Why not do both and see what difference it makes and show your readers?
Nick
[email protected]
David Bai
Thanks Nick and Maarren.
My impression is that, ignore missing values (default approach in
Stata), which I assume is listwise approach, has been critisized by
many researchers, such as Paul Allison, because the sample without
missing values may end up to be very different from the original
population. So whether the results derived from the listwised cases can
be generalizable to the original population is suspectable. That's why
methods like MI have been developed. Although MI has its limitations, I
assume that it is better than using listwise-deleted sample that no
longer represent the original population?

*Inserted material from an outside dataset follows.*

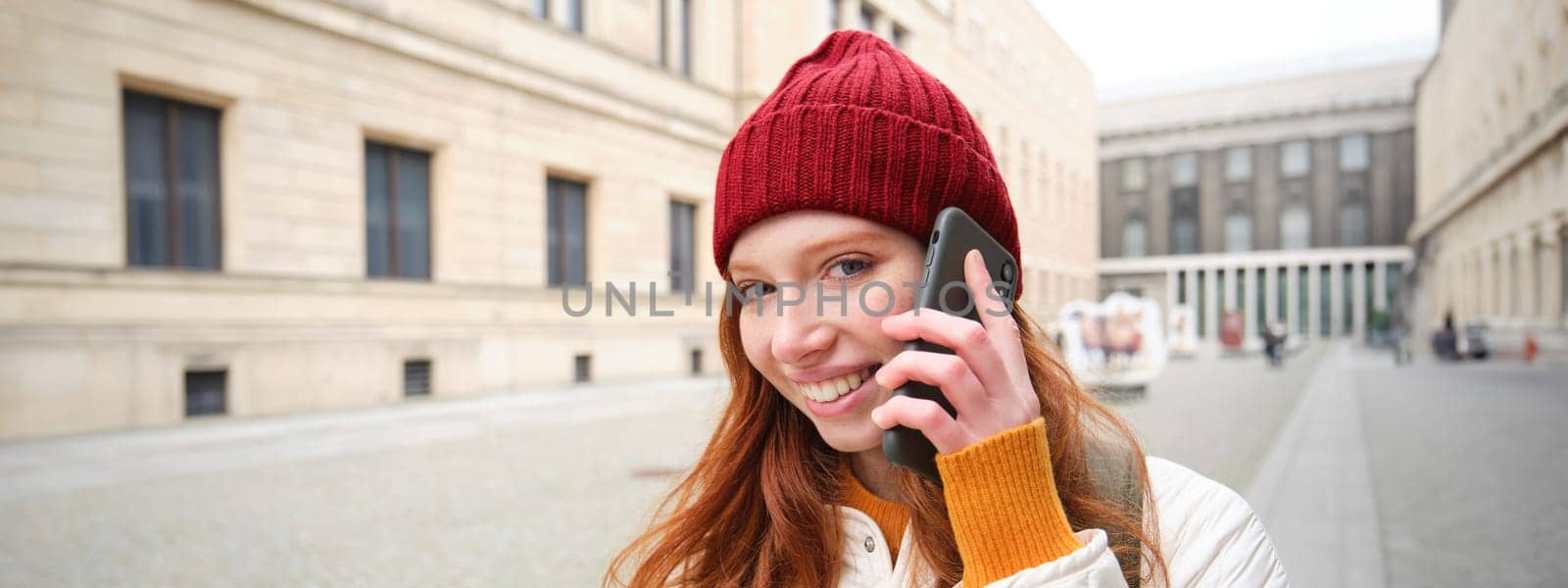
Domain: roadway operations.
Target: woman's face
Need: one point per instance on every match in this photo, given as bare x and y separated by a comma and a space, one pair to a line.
855, 271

Maarten buis <[email protected]>
--- On Tue, 21/9/10, David Bai wrote:
I have many more variables that can be possibly related to
revenue. Given what you and Maaren explained below, I guess
using ipolate and year info only might not be an accurate
way to predict revenue. MI might be a better approach.
Correct me if I am wrong. Thank you.
That really depends on all gritty little details of your
data analysis: what you want to do with your imputed data, why
some variables have missing values, what assumptions you are
willing to make, etc. etc. So, the not very helpful "correct"
answer is that "it depends". In general I would recommend to
just ignore missing values (default approach in Stata). Methods
like MI are great but also very sensitive and hard to diagnose,
so unless you really know what you are doing I would stay away
from those techniques.
Think of it this way: I will generaly be skeptical about results
when MI noticably changes it. This might legitemately happen, but
it more often points into the direction of an error in your
imputation model. Now, why would I go through the effort of learning
about MI if I am only going to believe the results when the MI does
not change them?
There are specific situations where MI make perfect sense, but
MI is not suitable as a default. The problem is, that making such a
decision depends on all the gritty little details of your project,
your theory, your research question, your discipline, and much more.
So, this is really a decision that you will have to make on your own.